Que feras-tu de ta chance, bienheureux PS, born again de la crise qui se fabrique un projet pour de vrai, plus jouer mais gouverner, puisque c’est redevenu possible? Mardi dernier, il y avait dans le rituel éternel de ce vieux parti – un bureau national pour valider des textes pour préparer une convention – quelque chose de plus grave. Le réel revenait, un réel désirable, d’une gauche qui serait à nouveau aimable.C’est une gageure, quand on rappelle le passé.
Comment le "changer la vie" de 1981 devint dans la rancœur publique le "socialisme des R25", une ploutocratie rose, une république de camarades planqués dans des conseils d’administration, socialistes d’industrie se délectant de l’apprentissage des codes des patrons, jusqu’à devenir les meilleurs des privatiseurs, tandis qu’un président malade, trop vieilli et ayant tant vécu, faisait oublier par son charme qu’il avait été pétainiste et philosophait sur la mort, la sienne ou celle de l’espérance… Comment le jospinisme de 1997, inventé pour conjurer la dégénérescence mitterrandienne, fut rejeté comme une tiédeur incapable de changer le cours du capitalisme, un alliage de vieilles lunes – les 35 heures – et d’un refus du temps, un non-choix, ni libéral ni altermondialiste, et la tiédeur fut finalement vomie dans la division, et la grande peur du lepénisme. Et tout cela, sous Tonton comme sous Lionel,sans jamais empêcher la course à la financiarisation du monde, comme les ancêtres n’avaient pas su empêcher la grande boucherie de 14. Cela pour rappeler que les décadences ou les impuissances des pouvoirs n’ont pas été inventées avec Nicolas Sarkozy.
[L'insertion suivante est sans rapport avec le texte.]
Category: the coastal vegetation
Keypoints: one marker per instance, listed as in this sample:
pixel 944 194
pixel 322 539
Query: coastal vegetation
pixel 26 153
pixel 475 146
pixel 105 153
Et les socialistes auraient tort d’oublier ce qu’ils furent. Ils prétendent retrouver les vertus de l’action publique, redistribuer par l’impôt, relancer l’industrie? On ne doutera pas de l’envie, mais on peut s’interroger sur la légitimité des marques.
Si l’on excepte les jeunes-turcs – un Guillaume Bachelay, secrétaire national à l’industrie, partisan d’un protectionnisme européen jusqu’ici hérétique dans la pensée rose – ou un vieux réfractaire – Henri Emmanuelli, éternel vaincu des arbitrages raisonnables –, tous les socialistes, autour d’Aubry et elle y compris (et Fabius, et DSK, et Hollande), ont prêté un moment la main au social-libéralisme aujourd’hui honni, ont regardé vers Blair et ses arabesques, et communié dans l’amour du marché… Avant d’en revenir, bien sûr, chacun à son rythme, et se retrouver, tous sociaux-démocrates concrets, à l’heure où la crise a donné raison à la vieille doctrine délaissée. Ce sont les mêmes, et pourtant pardonnés?
Les mêmes et pourtant changés, bénéficiaires d’une rente de situation politique qu’ils devraient considérer, modestement. Qui devraient s’imprégner de leur chance et se demander comment la mériter, quand ils gravent leurs nouvelles tables de la loi.